= Julia Matevosyan =

Electrical engineer

Julia Matevosyan (also published as Julija Sveca, born 1978) is an electrical engineer specializing in the integration of renewable energy sources into the electrical grid, typically involving asynchronous inverter-based connections. Born in the Soviet Union, and educated in Latvia and Sweden, she works in the US as associate director and chief engineer for the Energy Systems Integration Group.

==Education and career==
Matevosyan was born in Riga, then part of the Soviet Union, in 1978. Her high school best friend came from a family of power engineers, and they both determined to go into the same field together. She studied electrical engineering as an undergraduate at the Riga Technical University in Latvia, with an exchange term at the KTH Royal Institute of Technology in Stockholm, Sweden. Returning to KTH for graduate study, she received a master's degree and completed her Ph.D. Her 2006 doctoral dissertation, Wind Power Integration in Power Systems with Transmission Bottlenecks, was supervised by Lennart Söder.
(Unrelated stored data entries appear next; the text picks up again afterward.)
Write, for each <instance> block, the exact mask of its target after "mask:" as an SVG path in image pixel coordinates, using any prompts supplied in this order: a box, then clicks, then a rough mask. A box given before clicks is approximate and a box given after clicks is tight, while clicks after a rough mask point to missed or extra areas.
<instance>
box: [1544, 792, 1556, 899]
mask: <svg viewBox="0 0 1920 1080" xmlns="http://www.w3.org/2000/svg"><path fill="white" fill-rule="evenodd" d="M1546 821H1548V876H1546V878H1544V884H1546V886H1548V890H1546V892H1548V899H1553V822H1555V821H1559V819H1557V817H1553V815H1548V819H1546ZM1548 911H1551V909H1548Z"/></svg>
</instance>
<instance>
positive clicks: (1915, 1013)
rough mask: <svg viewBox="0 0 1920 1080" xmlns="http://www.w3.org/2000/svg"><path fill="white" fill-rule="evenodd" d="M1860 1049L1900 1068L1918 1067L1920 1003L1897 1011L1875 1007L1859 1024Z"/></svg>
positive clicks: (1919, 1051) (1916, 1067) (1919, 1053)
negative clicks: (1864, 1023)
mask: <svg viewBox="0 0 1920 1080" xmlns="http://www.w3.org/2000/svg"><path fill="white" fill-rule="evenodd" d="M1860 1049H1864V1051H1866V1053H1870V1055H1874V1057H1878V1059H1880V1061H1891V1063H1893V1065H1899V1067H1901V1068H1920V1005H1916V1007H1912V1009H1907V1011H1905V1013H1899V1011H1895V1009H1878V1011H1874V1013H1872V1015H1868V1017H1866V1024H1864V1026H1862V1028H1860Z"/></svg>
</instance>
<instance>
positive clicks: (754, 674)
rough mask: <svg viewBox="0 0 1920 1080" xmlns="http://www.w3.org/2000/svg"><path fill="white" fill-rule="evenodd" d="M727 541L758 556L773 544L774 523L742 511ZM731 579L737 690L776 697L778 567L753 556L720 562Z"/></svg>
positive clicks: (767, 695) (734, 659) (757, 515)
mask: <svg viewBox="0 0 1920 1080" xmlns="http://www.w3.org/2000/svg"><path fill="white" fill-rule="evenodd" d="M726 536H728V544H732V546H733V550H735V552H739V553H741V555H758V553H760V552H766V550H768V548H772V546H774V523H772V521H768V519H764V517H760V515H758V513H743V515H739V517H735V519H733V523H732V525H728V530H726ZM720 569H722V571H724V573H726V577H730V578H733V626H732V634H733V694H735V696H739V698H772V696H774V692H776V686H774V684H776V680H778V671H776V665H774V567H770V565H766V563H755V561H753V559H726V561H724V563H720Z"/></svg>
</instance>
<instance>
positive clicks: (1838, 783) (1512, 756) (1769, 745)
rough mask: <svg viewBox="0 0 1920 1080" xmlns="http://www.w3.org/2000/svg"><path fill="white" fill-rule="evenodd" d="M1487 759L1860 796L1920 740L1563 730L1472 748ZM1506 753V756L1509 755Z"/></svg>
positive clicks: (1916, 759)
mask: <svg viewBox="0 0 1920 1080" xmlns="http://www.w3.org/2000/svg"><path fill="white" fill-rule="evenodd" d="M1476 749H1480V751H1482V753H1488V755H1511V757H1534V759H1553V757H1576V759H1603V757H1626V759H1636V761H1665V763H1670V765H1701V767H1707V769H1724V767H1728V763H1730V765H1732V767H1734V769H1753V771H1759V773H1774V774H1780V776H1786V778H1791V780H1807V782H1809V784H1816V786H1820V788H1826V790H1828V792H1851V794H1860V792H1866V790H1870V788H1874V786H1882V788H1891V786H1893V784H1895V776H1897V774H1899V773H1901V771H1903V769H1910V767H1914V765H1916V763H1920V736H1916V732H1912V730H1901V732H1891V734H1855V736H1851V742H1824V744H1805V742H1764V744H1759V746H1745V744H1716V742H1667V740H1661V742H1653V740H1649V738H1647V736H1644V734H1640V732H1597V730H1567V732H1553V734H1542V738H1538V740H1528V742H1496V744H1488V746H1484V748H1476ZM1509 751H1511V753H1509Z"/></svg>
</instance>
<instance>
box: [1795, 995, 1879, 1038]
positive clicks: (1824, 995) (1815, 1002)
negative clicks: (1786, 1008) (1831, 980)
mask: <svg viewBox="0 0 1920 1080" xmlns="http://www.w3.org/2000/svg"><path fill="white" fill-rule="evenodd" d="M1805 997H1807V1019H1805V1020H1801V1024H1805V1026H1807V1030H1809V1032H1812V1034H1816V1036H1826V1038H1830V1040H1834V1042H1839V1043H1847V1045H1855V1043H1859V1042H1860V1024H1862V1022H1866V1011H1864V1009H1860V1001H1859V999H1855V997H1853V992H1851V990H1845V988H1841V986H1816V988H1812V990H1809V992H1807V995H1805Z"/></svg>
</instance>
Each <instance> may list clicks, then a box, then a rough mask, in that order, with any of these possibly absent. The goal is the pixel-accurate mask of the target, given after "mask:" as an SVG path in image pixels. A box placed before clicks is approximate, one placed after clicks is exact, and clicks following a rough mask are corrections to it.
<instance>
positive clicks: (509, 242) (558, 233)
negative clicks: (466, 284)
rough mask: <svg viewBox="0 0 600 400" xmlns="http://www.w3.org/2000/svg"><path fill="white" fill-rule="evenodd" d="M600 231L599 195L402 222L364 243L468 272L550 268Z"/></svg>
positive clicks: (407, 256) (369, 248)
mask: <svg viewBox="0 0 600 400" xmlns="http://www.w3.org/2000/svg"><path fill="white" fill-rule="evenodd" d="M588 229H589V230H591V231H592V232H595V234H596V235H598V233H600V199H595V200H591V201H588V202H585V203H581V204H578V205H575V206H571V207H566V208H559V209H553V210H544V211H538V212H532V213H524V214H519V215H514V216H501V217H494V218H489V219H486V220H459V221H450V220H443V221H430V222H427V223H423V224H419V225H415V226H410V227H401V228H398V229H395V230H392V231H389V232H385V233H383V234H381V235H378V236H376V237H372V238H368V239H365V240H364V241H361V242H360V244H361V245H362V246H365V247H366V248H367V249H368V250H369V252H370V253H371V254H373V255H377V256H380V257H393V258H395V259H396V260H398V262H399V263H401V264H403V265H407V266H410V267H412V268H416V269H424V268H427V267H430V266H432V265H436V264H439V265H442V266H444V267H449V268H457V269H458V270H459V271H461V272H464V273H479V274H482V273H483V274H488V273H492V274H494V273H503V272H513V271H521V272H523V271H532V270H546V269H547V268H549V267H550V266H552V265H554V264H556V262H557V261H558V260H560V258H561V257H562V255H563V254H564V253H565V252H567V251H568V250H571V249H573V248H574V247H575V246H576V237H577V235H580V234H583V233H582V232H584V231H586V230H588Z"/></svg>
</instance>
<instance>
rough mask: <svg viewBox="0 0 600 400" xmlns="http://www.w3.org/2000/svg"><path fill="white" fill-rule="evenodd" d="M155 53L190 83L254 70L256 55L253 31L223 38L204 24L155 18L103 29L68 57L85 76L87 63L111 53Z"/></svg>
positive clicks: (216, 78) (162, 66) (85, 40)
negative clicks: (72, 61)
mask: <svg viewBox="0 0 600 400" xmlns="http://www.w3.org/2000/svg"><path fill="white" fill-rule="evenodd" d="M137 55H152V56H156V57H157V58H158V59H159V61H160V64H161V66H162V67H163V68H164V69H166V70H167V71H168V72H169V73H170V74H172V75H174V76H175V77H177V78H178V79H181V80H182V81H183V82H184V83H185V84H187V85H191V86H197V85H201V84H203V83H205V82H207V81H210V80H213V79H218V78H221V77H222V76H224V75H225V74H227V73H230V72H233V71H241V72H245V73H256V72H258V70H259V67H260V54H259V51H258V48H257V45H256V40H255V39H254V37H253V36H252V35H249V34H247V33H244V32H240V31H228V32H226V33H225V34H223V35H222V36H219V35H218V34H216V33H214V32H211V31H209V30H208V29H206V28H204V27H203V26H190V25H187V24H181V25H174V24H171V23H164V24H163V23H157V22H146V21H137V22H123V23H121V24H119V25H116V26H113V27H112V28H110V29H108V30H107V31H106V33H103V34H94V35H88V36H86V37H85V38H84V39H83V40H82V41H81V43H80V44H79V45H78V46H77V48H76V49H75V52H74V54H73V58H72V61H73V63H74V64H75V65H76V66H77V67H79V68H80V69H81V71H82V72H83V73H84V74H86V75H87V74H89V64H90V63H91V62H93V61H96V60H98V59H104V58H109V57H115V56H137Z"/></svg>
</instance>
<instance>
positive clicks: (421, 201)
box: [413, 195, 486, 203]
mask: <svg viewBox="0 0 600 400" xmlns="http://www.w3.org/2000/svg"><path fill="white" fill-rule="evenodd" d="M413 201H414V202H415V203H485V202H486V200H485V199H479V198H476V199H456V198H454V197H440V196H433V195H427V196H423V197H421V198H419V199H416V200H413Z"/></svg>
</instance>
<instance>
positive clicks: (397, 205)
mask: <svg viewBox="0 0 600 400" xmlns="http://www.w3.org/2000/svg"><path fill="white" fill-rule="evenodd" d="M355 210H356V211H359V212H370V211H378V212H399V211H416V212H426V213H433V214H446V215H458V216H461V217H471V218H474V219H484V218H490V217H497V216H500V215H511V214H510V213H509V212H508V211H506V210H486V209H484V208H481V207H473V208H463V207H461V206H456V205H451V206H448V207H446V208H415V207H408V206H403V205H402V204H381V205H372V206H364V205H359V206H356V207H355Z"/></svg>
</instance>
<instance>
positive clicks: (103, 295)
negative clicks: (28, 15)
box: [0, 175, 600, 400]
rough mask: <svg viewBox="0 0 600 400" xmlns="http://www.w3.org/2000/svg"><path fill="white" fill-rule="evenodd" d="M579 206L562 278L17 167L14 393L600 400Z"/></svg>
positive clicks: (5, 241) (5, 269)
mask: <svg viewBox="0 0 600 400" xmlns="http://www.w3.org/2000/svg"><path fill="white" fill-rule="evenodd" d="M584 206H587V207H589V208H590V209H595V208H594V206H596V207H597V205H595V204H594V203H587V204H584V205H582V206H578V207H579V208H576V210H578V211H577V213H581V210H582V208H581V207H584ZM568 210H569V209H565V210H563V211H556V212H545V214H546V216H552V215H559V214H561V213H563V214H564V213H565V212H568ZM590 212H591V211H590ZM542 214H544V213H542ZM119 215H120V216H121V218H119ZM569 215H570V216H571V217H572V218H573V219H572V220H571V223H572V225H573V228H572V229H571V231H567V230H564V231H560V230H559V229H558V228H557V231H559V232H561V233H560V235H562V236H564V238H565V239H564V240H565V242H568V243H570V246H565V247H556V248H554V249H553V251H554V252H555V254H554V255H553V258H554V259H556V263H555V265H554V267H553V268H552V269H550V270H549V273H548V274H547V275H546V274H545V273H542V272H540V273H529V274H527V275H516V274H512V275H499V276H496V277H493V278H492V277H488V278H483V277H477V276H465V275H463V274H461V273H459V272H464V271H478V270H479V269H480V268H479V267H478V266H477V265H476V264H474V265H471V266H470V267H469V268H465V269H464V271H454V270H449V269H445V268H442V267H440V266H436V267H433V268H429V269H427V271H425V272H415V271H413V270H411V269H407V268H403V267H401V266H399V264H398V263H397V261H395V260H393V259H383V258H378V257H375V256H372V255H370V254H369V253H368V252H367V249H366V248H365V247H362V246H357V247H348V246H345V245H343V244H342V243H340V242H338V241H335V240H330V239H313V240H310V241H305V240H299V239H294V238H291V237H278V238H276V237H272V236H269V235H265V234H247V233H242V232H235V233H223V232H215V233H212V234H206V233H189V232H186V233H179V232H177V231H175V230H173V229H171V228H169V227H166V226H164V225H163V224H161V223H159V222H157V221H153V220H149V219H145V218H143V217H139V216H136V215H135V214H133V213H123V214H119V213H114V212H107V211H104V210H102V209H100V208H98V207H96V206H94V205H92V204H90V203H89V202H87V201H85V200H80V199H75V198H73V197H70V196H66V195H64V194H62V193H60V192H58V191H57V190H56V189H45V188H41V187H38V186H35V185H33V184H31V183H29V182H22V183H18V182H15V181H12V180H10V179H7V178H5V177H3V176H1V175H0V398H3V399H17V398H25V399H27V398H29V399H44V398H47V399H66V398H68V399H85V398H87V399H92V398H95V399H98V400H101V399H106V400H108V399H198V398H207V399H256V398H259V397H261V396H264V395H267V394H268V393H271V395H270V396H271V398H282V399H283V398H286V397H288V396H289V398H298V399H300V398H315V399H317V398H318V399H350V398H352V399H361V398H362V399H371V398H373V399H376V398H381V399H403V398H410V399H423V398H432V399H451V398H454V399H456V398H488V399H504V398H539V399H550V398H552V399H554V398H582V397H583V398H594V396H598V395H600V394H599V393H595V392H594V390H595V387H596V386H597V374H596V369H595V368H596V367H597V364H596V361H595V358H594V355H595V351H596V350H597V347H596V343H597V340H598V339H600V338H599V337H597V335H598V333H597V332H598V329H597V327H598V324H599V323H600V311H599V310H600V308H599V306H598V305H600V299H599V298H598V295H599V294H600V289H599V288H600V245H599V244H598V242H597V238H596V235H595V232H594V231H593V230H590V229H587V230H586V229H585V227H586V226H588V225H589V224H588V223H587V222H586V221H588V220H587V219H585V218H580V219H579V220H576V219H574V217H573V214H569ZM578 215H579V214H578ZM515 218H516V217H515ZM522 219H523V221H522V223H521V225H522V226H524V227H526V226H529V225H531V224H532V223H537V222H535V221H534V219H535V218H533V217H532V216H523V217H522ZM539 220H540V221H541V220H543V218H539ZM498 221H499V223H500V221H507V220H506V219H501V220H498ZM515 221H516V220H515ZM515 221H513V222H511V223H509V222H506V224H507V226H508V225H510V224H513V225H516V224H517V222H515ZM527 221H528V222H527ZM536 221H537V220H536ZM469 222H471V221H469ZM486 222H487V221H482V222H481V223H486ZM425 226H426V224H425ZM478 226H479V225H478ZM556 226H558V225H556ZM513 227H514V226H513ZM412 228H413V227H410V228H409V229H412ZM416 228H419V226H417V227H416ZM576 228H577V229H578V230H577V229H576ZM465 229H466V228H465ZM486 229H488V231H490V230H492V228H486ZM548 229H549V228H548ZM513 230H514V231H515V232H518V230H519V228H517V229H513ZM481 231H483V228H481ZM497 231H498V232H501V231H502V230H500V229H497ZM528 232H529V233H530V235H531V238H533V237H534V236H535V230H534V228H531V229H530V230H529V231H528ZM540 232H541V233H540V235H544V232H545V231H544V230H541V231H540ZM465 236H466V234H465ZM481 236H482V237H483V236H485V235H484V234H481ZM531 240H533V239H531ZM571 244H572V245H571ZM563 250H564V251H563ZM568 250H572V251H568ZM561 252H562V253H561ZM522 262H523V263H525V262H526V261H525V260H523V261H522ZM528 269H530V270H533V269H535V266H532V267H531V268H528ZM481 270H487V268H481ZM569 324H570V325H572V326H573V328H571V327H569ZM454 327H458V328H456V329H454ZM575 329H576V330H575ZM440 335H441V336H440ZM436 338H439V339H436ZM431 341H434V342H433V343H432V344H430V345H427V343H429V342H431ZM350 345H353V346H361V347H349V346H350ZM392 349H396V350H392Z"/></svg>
After her doctorate, she continued at KTH for two years of postdoctoral research, and then worked for three years as a consultant in London before moving to Austin, Texas, where she worked for ten years at the Electric Reliability Council of Texas. After joining the Energy Systems Integration Group in Texas, she became chief engineer circa 2021 and associate director in 2024.

==Recognition==
Matevosyan was named to the 2026 class of IEEE Fellows, "for contributions in the planning and design of power systems with inverter-based resources".